Una obra que combina ciencia ficción y crítica social
El cortometraje titulado Una energía invisible me devora sin descanso es el resultado del trabajo final de carrera de Fontana y su compañero Mani Maureira en la Facultad de Artes de la UNLP. La obra ha sido seleccionada para los Student Academy Awards, un certamen internacional que distingue producciones cinematográficas realizadas por estudiantes. La película, dirigida por Fontana y con fotografía a cargo de Maureira, presenta una La Plata futurista marcada por la inteligencia artificial y narra la historia de un hombre cuya existencia se ve afectada por un chip desarrollado por una empresa tecnológica.
El impulso de crear ciencia ficción local
El proyecto nació de una pasión compartida entre Fontana y Maureira por producir cine de ciencia ficción desde una perspectiva latinoamericana. «Nos preguntábamos por qué en Latinoamérica casi no llegan producciones de ciencia ficción. Entonces dijimos: hagamos una nosotros, desde acá», indicó Fontana. La narrativa sigue a Eliseo, un hombre cuyo cuerpo comienza a ser invadido por un chip, lo que provoca una reflexión sobre el uso de la tecnología y su creciente presencia en la vida cotidiana.

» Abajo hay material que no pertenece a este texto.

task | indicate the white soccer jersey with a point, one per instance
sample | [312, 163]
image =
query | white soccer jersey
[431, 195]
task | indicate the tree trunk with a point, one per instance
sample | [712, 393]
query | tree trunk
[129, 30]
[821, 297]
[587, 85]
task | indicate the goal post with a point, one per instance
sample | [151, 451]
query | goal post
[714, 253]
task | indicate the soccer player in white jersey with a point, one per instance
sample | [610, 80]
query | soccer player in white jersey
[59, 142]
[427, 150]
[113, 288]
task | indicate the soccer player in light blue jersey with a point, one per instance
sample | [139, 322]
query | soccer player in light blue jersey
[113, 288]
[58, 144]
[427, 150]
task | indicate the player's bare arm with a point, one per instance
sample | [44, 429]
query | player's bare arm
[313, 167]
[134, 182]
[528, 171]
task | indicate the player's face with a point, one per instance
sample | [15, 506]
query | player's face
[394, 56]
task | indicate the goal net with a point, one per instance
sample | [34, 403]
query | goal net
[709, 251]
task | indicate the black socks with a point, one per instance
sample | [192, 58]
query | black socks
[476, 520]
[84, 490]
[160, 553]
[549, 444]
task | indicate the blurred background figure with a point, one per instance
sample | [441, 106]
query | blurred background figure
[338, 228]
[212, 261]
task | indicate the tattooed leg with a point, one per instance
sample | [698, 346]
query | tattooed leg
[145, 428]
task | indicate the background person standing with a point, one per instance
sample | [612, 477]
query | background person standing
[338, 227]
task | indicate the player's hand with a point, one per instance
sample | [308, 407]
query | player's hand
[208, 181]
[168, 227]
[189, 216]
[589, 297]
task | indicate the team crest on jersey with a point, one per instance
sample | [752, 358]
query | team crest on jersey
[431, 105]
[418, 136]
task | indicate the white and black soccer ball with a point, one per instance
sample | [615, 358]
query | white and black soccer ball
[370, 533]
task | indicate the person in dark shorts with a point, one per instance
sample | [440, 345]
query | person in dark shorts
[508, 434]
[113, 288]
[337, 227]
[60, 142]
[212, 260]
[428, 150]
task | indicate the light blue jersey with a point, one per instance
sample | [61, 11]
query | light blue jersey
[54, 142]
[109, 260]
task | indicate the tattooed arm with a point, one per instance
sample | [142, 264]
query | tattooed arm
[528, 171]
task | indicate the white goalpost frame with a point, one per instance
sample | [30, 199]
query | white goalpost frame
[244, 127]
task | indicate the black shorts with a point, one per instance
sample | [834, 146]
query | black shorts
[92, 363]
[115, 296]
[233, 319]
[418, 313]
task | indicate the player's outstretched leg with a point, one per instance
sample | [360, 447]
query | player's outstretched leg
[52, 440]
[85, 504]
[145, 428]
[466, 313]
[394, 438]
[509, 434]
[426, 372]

Desafíos de producción en un contexto limitado
La realización del cortometraje fue un desafío. Con un presupuesto ajustado, el equipo estuvo compuesto por estudiantes y egresados que trabajaron de manera voluntaria, algo común en las tesis universitarias. La Facultad de Artes brindó su set cinematográfico y el equipamiento necesario para llevar a cabo el rodaje. Esta fue la primera experiencia del equipo con efectos visuales de tal magnitud; al ver el producto final, Fontana expresó: «superó nuestras expectativas».
Un símbolo del esfuerzo educativo
La selección del cortometraje tiene un significado especial, ya que competir con otras obras de estudiantes de diversas partes del mundo pone de manifiesto la calidad de la formación que ofrece la educación pública argentina. Fontana afirmó: «Queríamos demostrar que la universidad pública tiene con qué», y añadió que esta selección es una manera de defender la educación pública en un momento complicado para el cine argentino. Maureira también agradeció el apoyo de sus profesores, quienes siempre fomentaron su creatividad.
A pesar del resultado final en los Student Academy Awards, tanto Fontana como Maureira consideran que su experiencia ya es un gran logro, al haber convertido su tesis universitaria en una competencia a nivel internacional. Ahora, esperan que su cortometraje no solo entretenga, sino que también invite a reflexionar sobre el papel de la tecnología en nuestras vidas y el impacto en nuestras relaciones interpersonales.